Local Two-Sample Test for Network-Valued Data
Usage
test2_local(
x,
y,
partition,
representation = "adjacency",
distance = "frobenius",
stats = c("flipr:t_ip", "flipr:f_ip"),
B = 1000L,
alpha = 0.05,
test = "exact",
k = 5L,
seed = NULL,
verbose = FALSE
)
Arguments
- x
Either an object of class nvd listing networks in sample 1 or a distance matrix of size \(n_1 + n_2\).
- y
Either an object of class nvd listing networks in sample 2 or an integer value specifying the size of sample 1 or an integer vector specifying the indices of the observations belonging to sample 1.
- partition
Either a list or an integer vector specifying vertex memberships into partition elements.
- representation
A string specifying the desired type of representation, among:
"adjacency"
,"laplacian"
and"modularity"
. Defaults to"adjacency"
.- distance
A string specifying the chosen distance for calculating the test statistic, among:
"hamming"
,"frobenius"
,"spectral"
and"root-euclidean"
. Defaults to"frobenius"
.- stats
A character vector specifying the chosen test statistic(s), among:
"original_edge_count"
,"generalized_edge_count"
,"weighted_edge_count"
,"student_euclidean"
,"welch_euclidean"
or any statistics based on inter-point distances available in the flipr package:"flipr:student_ip"
,"flipr:fisher_ip"
,"flipr:bg_ip"
,"flipr:energy_ip"
,"flipr:cq_ip"
. Defaults toc("flipr:student_ip", "flipr:fisher_ip")
.- B
The number of permutation or the tolerance. If this number is lower than
1
, it is intended as a tolerance. Otherwise, it is intended as the number of required permutations. Defaults to1000L
.- alpha
Significance level for hypothesis testing. If set to 1, the function outputs properly adjusted p-values. If lower than 1, then only p-values lower than alpha are properly adjusted. Defaults to
0.05
.- test
A character string specifying the formula to be used to compute the permutation p-value. Choices are
"estimate"
,"upper_bound"
and"exact"
. Defaults to"exact"
which provides exact tests.- k
An integer specifying the density of the minimum spanning tree used for the edge count statistics. Defaults to
5L
.- seed
An integer for specifying the seed of the random generator for result reproducibility. Defaults to
NULL
.- verbose
Boolean specifying whether information on intermediate tests should be printed in the process (default:
FALSE
).
Value
A length-2 list reporting the adjusted p-values of each element of the partition for the intra- and inter-tests.
Examples
n <- 5L
p1 <- matrix(
data = c(0.1, 0.4, 0.1, 0.4,
0.4, 0.4, 0.1, 0.4,
0.1, 0.1, 0.4, 0.4,
0.4, 0.4, 0.4, 0.4),
nrow = 4,
ncol = 4,
byrow = TRUE
)
p2 <- matrix(
data = c(0.1, 0.4, 0.4, 0.4,
0.4, 0.4, 0.4, 0.4,
0.4, 0.4, 0.1, 0.1,
0.4, 0.4, 0.1, 0.4),
nrow = 4,
ncol = 4,
byrow = TRUE
)
sim <- sample2_sbm(n, 68, p1, c(17, 17, 17, 17), p2, seed = 1234)

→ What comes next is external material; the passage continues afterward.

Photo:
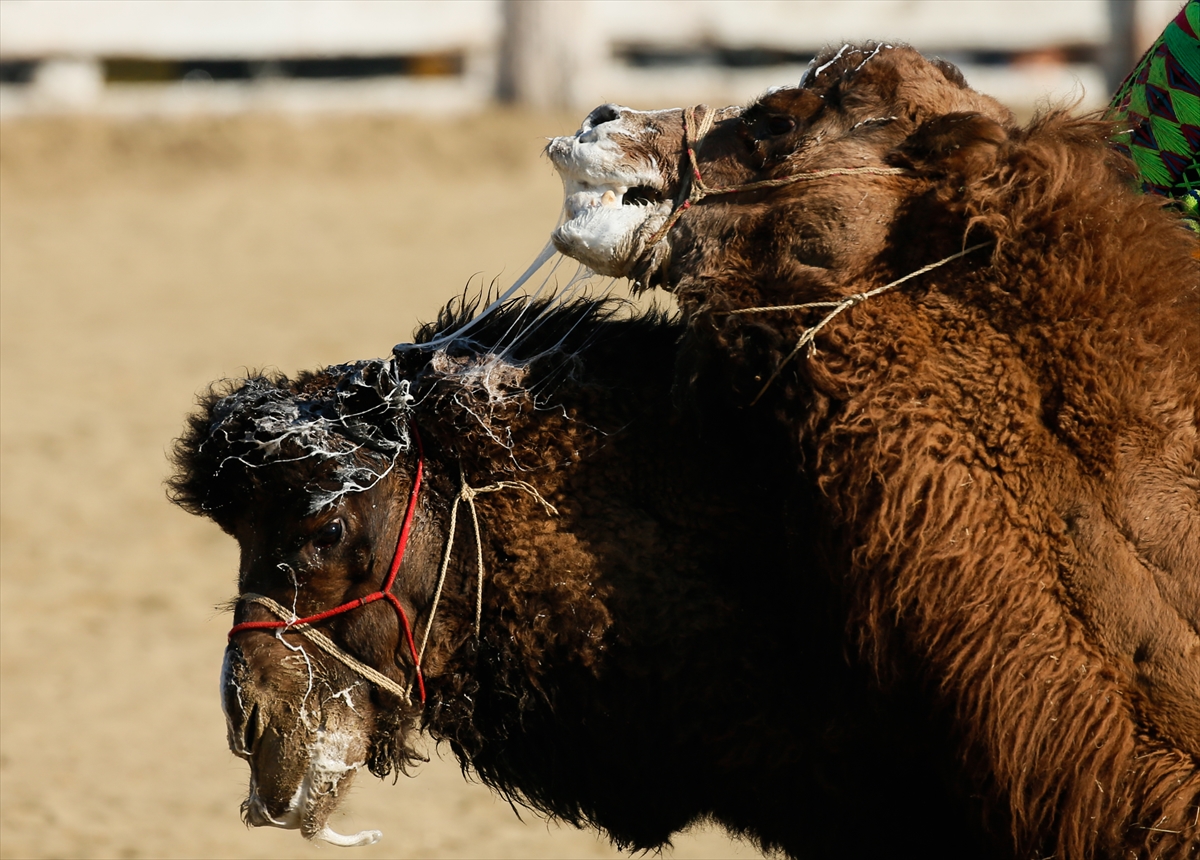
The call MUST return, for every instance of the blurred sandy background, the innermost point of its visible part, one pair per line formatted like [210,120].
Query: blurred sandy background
[141,260]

m <- as.integer(c(rep(1, 17), rep(2, 17), rep(3, 17), rep(4, 17)))
test2_local(sim$x, sim$y, m,
seed = 1234,
alpha = 0.05,
B = 19)
#> $intra
#> # A tibble: 4 × 3
#> E pvalue truncated
#> <chr> <dbl> <lgl>
#> 1 P1 0.548 TRUE
#> 2 P2 0.548 TRUE
#> 3 P3 0.0480 FALSE
#> 4 P4 0.548 TRUE
#>
#> $inter
#> # A tibble: 6 × 4
#> E1 E2 pvalue truncated
#> <chr> <chr> <dbl> <lgl>
#> 1 P1 P2 0.548 TRUE
#> 2 P1 P3 0.0480 FALSE
#> 3 P1 P4 0.548 TRUE
#> 4 P2 P3 0.0480 FALSE
#> 5 P2 P4 0.548 TRUE
#> 6 P3 P4 0.0480 FALSE
#>